This is the second of an occasional series in which Washington area chefs create simple dishes that incorporate nutritious ingredients.
Of the 24 superfoods that our challenge chefs must choose from, Susan Holt’s two selections seemed like easy pickings: beans and dried fruit.
Yet the co-owner of CulinAerie, a cooking school in Logan Circle, admits that using them to create relatively healthful dishes was a bit of a stretch.
Holt, 51, took on the assignment because it’s different from how she normally cooks. “I come from the land of cream and bacon,” she says, referring to her classical French culinary training, not her upbringing in Milan, Tenn.
Changing gears from the threshold of law school to a two-year program at L’Academie d’Cuisine in Gaithersburg in the late 1980s has served her well. Although she loved working at 1789 in Georgetown and for Michelin-star chef Gerard Pangaud at the Ritz-Carlton Pentagon City, Holt appreciated the flexibility of teaching part time at L’Academie when her children were young. “I was able to develop my instructor skills there,” she says.
Still, cooking professionally and being able to relay that experience and knowledge are not always a package deal. In Holt’s case, the disciplines are evenly matched. She’s unflappable and quick on her feet, entertaining yet no-nonsense. She and fellow L’Academie alum Susan Watterson established CulinAerie five years ago and have made it a fun, sociable place to learn the craft, and eat well.
The two entree salad recipes Holt offers here contain ingredients you’ve most likely seen tossed together before. But once you dig into the directions, you are rewarded with small tutorials. She has reduced the acidity in the vinaigrette for her salad with cranberries because of the fruit’s acidity. Allowing canned cannellinis to luxuriate in a mustard-shallot dressing before going into a salad with kale and sausage gives them an extra oomph of flavor.
“Aside from the assertive greens, that salad does contain classic flavors of Gascony and Perigord,” Holt says with a grin. “So I guess it does reflect my taste.”
Her individual souffles, made with the homeliest dried apricots, yield tips en masse.

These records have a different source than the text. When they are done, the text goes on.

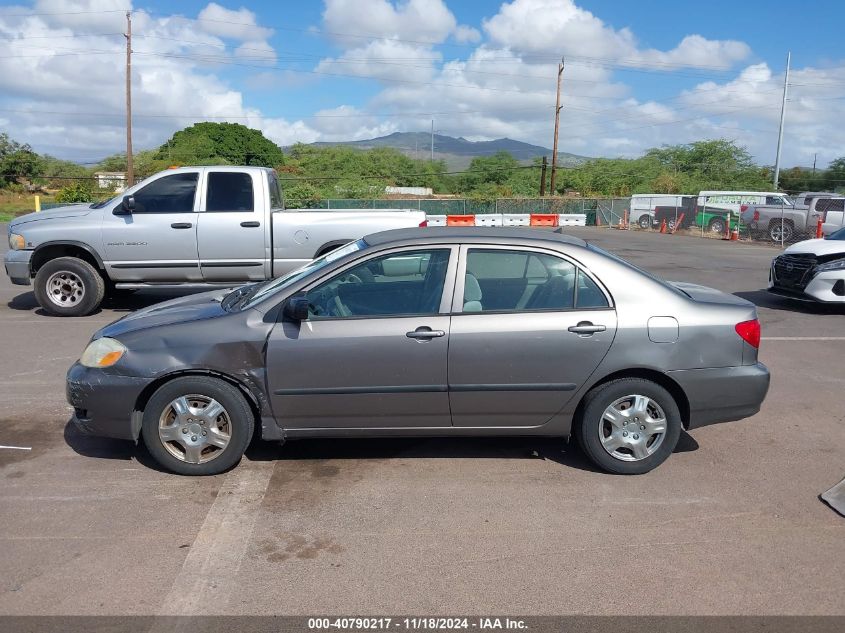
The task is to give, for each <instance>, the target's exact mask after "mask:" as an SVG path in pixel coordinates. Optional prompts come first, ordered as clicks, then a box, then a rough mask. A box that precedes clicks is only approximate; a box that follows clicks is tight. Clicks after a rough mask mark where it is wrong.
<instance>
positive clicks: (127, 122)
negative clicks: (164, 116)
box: [124, 11, 135, 187]
mask: <svg viewBox="0 0 845 633" xmlns="http://www.w3.org/2000/svg"><path fill="white" fill-rule="evenodd" d="M124 37H125V38H126V186H127V187H131V186H132V185H134V184H135V169H134V167H133V165H132V12H131V11H127V12H126V33H124Z"/></svg>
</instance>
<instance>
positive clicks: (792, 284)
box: [772, 254, 816, 290]
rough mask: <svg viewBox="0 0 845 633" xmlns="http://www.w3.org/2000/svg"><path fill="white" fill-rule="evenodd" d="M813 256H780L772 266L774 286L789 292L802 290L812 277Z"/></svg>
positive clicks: (784, 255) (812, 269) (813, 263)
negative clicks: (772, 265) (798, 290)
mask: <svg viewBox="0 0 845 633" xmlns="http://www.w3.org/2000/svg"><path fill="white" fill-rule="evenodd" d="M815 266H816V257H815V255H809V254H808V255H781V256H779V257H776V258H775V261H774V265H773V266H772V269H773V270H772V272H773V278H772V281H773V282H774V285H775V286H776V287H779V288H787V289H789V290H804V288H806V287H807V284H808V283H810V279H812V276H813V268H815Z"/></svg>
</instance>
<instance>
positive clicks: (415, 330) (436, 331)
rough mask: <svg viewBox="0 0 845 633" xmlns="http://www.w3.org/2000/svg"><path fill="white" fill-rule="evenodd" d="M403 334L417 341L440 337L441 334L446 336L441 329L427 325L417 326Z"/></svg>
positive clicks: (424, 340) (437, 337) (440, 336)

Consequently, they have been rendered almost foolproof. “I know all the pitfalls because I’ve done every one of them,” she says. These are “like eating apricot-flavored air.”

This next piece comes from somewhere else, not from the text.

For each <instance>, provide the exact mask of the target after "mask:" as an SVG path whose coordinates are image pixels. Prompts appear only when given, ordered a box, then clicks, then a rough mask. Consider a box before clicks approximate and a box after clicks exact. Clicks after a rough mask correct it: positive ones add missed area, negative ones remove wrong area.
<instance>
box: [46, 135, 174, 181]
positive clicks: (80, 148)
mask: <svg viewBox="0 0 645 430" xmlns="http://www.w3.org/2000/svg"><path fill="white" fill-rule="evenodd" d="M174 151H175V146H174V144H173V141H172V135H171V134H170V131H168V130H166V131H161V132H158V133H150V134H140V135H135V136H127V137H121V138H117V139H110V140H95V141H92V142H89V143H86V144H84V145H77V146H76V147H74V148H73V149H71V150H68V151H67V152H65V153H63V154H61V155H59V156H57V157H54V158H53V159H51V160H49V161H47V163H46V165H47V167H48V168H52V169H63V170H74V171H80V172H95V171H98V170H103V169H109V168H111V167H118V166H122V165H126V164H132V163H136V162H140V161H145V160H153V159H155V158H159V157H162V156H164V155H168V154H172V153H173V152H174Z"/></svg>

Much of what Holt teaches in her souffle classes is packed into this single, low-fat, gluten-free (minus the garnish of confectioners’ sugar) dessert. The fruit is transformed into a puree, then folded into a simple mix of egg whites and sugar. Her example of “firm peaks” is several clicks less than what the average home cook might end up with. The batter sets up remarkably well — enough to sit in the ramekins through a main course so you can pop them into the oven as you clear the table.
Their rise is glorious. Holt recommends serving them with a dollop of amped-up whipped cream: in part because that’s what a French-trained chef would do, and because the souffles themselves are not that sweet.
But their nutritional analysis is: 150 calories, zero grams of fat.